"PANIC: could not open critical system index 2662" - twice

Evgeny Morozov <postgresql3@xxxxxxxxxxxxxxxxx> · Thu, 6 Apr 2023 16:41:56 +0000



        Our PostgreSQL 15.2 instance running on Ubuntu 18.04 has crashed
        with this error:
        

        2023-04-05 09:24:03.448 UTC [15227]
          ERROR:  index "pg_class_oid_index" contains unexpected zero
          page at block 0
        2023-04-05 09:24:03.448 UTC [15227]
          HINT:  Please REINDEX it.
        ...
        2023-04-05 13:05:25.018 UTC [15437]
          root@test_behavior_638162834106895162 FATAL:  index
          "pg_class_oid_index" contains unexpected zero page at block 0
        2023-04-05 13:05:25.018 UTC [15437]
          root@test_behavior_638162834106895162 HINT:  Please REINDEX
          it.
        ... (same error for a few more DBs)
        2023-04-05 13:05:25.144 UTC [16965]
          root@test_behavior_638162855458823077 FATAL:  index
          "pg_class_oid_index" contains unexpected zero page at block 0
        2023-04-05 13:05:25.144 UTC [16965]
          root@test_behavior_638162855458823077 HINT:  Please REINDEX
          it.
        ...
        2023-04-05 13:05:25.404 UTC [17309]
          root@test_behavior_638162881641031612 PANIC:  could not open
          critical system index 2662
        2023-04-05 13:05:25.405 UTC [9372]
          LOG:  server process (PID 17309) was terminated by signal 6:
          Aborted
        2023-04-05 13:05:25.405 UTC [9372]
          LOG:  terminating any other active server processes
        

        We had the same thing happened about
          a month ago on a different database on the same cluster.
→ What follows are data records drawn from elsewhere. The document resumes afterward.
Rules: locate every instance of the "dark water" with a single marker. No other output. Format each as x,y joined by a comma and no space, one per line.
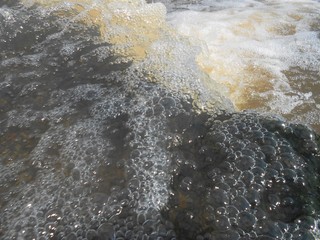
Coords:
93,149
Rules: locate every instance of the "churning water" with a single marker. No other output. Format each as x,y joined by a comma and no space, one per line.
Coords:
170,120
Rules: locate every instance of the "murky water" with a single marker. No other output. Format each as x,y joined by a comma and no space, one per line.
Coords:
113,125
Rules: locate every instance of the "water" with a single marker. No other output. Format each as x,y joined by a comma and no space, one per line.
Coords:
124,120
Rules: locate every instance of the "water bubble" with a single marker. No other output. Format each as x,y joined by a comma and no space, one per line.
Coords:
246,221
106,231
245,163
222,223
217,197
241,203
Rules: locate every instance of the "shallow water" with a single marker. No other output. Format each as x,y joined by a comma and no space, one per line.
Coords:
111,129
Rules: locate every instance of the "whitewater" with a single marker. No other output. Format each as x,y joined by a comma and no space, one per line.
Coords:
159,120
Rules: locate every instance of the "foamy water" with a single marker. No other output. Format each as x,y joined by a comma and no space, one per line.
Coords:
119,120
265,53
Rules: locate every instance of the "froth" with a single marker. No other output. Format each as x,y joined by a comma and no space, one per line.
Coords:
250,51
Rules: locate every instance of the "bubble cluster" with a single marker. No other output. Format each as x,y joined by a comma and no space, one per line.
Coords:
94,150
245,176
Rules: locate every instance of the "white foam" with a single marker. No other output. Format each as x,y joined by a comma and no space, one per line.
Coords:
248,46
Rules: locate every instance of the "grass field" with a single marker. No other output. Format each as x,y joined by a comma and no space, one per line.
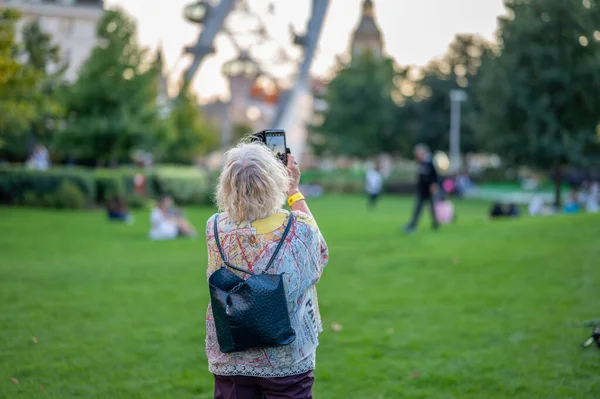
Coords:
90,309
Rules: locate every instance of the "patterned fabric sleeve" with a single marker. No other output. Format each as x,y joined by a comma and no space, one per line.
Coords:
308,230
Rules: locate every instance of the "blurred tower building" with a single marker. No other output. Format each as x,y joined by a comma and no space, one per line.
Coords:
71,23
367,36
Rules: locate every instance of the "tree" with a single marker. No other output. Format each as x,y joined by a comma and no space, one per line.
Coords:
539,96
359,119
112,105
427,109
190,133
44,57
18,84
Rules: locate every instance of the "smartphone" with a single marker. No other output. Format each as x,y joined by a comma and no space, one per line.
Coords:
274,139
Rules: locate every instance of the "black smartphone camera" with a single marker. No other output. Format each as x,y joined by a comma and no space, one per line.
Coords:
274,139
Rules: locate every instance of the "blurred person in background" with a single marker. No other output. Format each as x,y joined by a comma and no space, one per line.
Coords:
168,222
252,188
464,185
592,198
427,183
374,184
572,204
39,158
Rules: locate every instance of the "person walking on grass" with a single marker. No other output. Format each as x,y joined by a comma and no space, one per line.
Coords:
374,183
427,186
252,187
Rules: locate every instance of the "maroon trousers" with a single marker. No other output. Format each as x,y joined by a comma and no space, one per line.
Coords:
241,387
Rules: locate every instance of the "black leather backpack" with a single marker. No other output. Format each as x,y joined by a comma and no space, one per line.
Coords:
251,313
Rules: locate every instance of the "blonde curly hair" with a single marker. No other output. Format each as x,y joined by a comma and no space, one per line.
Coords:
252,184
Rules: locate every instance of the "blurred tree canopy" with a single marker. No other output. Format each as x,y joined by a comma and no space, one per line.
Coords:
427,109
359,119
374,107
111,108
24,107
190,133
539,95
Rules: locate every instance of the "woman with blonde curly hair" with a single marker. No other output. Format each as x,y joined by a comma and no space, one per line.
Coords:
252,188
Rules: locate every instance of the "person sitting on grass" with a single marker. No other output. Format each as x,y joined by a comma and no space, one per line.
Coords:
117,210
168,222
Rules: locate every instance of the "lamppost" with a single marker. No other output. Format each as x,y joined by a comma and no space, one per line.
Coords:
241,73
456,98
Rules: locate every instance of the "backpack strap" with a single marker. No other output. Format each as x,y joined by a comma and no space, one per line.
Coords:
281,241
279,245
216,230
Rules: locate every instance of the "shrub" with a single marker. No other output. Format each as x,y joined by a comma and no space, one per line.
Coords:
108,185
15,182
186,185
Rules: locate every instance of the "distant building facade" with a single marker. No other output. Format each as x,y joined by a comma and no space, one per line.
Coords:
367,36
71,23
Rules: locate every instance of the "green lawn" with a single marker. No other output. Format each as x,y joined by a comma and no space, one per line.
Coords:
90,309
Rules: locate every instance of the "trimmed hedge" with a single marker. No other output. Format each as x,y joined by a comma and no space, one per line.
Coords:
20,186
185,185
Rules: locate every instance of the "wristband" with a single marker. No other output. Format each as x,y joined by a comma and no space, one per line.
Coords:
295,198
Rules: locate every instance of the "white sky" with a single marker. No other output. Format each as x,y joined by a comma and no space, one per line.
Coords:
415,31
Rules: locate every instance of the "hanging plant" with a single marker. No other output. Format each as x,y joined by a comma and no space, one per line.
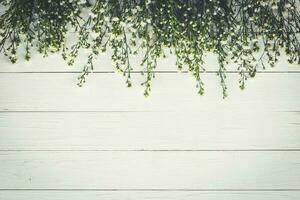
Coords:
251,33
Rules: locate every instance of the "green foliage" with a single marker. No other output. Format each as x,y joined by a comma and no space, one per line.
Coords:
235,30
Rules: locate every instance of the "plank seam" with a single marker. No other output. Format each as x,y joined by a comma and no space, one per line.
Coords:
149,150
154,190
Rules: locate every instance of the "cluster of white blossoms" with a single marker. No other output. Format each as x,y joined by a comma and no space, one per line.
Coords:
251,34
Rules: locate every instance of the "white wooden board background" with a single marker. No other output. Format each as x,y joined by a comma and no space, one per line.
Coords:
105,141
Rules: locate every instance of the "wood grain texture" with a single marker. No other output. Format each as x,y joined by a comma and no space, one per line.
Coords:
83,195
150,170
55,63
171,92
243,129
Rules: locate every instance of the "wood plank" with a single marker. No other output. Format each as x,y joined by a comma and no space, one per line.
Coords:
171,92
79,195
55,63
150,170
243,129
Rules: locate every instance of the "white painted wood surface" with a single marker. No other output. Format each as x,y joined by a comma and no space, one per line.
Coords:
150,170
106,141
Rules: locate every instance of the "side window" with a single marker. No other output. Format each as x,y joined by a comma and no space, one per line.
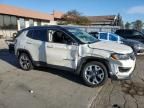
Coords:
30,34
57,36
103,36
40,34
136,33
113,37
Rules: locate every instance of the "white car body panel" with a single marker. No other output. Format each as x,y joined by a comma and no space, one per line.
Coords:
70,55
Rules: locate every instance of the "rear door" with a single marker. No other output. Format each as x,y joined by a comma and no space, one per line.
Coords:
35,44
60,50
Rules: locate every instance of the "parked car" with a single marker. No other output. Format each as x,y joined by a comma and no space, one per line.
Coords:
72,49
137,46
95,34
131,34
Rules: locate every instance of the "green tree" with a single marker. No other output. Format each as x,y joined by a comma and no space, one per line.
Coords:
75,17
138,24
127,25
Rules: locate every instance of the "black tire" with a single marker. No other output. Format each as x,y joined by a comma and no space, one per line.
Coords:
94,74
25,62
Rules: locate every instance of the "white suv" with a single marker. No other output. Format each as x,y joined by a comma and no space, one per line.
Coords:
71,49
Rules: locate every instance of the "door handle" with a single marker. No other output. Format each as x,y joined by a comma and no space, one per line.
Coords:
28,42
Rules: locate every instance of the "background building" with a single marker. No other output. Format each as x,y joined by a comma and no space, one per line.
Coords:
110,20
13,19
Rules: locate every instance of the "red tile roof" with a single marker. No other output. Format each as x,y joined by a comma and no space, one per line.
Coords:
11,10
108,18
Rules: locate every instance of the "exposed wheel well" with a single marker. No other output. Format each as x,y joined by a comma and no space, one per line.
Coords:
20,51
103,61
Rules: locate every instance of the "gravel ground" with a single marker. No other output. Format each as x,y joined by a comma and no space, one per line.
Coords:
123,94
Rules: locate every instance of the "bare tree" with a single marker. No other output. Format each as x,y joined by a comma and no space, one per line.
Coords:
138,24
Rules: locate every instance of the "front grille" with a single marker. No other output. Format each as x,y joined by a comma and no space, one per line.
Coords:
132,56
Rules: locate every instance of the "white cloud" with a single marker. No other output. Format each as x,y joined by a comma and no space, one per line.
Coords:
136,10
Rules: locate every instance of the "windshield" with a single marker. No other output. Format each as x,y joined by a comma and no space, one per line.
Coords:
121,38
84,37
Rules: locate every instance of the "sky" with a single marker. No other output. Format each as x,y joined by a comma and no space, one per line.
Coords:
130,10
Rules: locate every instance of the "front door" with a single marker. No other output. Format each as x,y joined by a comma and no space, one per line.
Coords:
60,50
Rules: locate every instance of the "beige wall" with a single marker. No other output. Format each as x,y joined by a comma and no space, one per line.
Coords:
7,33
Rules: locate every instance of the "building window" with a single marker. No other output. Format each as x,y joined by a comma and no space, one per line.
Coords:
13,22
8,22
39,23
22,23
1,21
31,22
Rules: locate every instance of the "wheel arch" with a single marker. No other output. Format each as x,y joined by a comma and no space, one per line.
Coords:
19,51
85,60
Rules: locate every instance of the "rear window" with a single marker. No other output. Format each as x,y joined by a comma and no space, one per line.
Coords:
113,37
39,34
103,36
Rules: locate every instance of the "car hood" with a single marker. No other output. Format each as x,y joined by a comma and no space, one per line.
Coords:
111,46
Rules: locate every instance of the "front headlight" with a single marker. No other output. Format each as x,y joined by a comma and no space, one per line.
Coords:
139,46
116,56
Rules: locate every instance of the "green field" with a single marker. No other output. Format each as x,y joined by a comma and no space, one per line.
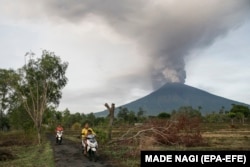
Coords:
215,137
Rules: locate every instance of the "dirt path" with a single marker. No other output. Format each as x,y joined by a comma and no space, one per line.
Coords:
69,154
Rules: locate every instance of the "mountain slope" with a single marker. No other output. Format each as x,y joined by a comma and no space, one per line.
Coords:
172,96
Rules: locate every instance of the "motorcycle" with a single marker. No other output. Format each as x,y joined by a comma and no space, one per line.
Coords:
92,146
59,137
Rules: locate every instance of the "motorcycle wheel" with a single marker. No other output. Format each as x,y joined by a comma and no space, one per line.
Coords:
92,155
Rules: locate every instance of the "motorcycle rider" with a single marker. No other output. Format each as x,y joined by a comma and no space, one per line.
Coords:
58,128
84,133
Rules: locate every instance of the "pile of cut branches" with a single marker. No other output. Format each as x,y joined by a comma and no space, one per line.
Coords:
181,131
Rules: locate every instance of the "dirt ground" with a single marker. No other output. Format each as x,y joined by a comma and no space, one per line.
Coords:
69,154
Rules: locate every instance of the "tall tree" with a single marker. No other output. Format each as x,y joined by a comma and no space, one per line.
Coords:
39,86
6,95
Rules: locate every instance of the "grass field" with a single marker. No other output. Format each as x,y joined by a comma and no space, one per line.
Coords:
18,150
216,136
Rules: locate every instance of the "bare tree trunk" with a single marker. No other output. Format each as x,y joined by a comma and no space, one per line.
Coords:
111,118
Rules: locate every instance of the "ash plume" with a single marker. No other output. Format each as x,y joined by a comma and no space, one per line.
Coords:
166,31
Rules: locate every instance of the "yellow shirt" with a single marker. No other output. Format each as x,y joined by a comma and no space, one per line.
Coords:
85,132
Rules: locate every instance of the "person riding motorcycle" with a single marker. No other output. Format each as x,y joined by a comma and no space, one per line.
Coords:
58,128
84,134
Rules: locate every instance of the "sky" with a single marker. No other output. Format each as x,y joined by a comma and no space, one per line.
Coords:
120,51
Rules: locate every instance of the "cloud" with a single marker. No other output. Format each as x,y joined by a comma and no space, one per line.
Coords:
164,31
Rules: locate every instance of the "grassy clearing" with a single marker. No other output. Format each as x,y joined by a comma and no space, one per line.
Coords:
216,136
25,155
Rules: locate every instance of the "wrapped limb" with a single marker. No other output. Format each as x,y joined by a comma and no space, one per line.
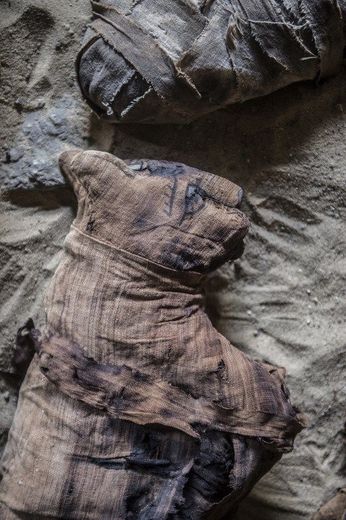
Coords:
134,406
149,61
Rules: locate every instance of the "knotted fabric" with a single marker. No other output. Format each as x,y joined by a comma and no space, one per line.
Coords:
152,61
135,407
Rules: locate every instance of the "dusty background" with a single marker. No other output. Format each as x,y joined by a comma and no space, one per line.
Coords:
284,301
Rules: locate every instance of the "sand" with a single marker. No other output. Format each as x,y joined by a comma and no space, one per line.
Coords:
284,301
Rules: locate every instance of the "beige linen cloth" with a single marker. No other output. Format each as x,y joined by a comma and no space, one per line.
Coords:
155,61
134,406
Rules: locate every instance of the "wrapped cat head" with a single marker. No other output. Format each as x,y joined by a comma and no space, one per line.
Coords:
171,214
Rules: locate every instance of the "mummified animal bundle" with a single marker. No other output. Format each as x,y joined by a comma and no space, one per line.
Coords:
135,407
158,61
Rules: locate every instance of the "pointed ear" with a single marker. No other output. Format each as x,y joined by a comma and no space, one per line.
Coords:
67,160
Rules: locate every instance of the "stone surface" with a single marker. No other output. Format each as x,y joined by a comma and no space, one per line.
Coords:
284,301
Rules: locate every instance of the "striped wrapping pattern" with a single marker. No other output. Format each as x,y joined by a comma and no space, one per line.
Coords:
135,407
148,61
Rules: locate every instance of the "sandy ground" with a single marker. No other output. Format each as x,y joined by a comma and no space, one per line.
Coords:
284,301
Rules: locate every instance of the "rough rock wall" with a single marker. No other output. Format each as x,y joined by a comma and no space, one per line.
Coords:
284,301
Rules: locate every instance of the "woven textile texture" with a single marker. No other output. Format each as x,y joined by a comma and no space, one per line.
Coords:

For a
          while PG actually ran OK as long as you didn't access that
          specific DB, but when trying to back up that DB with pg_dump
          it would crash every time. At that time one of the disks
          hosting the ZFS dataset with the PG data directory on it was
          reporting errors, so we thought it was likely due to that.
        

        Unfortunately, before we could
          replace the disks, PG crashed completely and would not start
          again at all, so I had to rebuild the cluster from scratch and
          restore from pg_dump backups (still onto the old, bad disks).
          Once the disks were replaced (all of them) I just copied the
          data to them using zfs send | zfs receive and didn't bother
          restoring pg_dump backups again - which was perhaps foolish in
          hindsight.
        

        Well, yesterday it happened again.
          The server still restarted OK, so I took fresh pg_dump backups
          of the databases we care about (which ran fine), rebuilt the
          cluster and restored the pg_dump backups again - now onto the
          new disks, which are not reporting any problems.
        

        So while everything is up and
          running now this error has me rather concerned. Could the
          error we're seeing now have been caused by some corruption in
          the PG data that's been there for a month (so it could still
          be attributed to the bad disk), which should now be fixed by
          having restored from backups onto good disks? Could this be a
          PG bug? What can I do to figure out why this is happening and
          prevent it from happening again? Advice appreciated!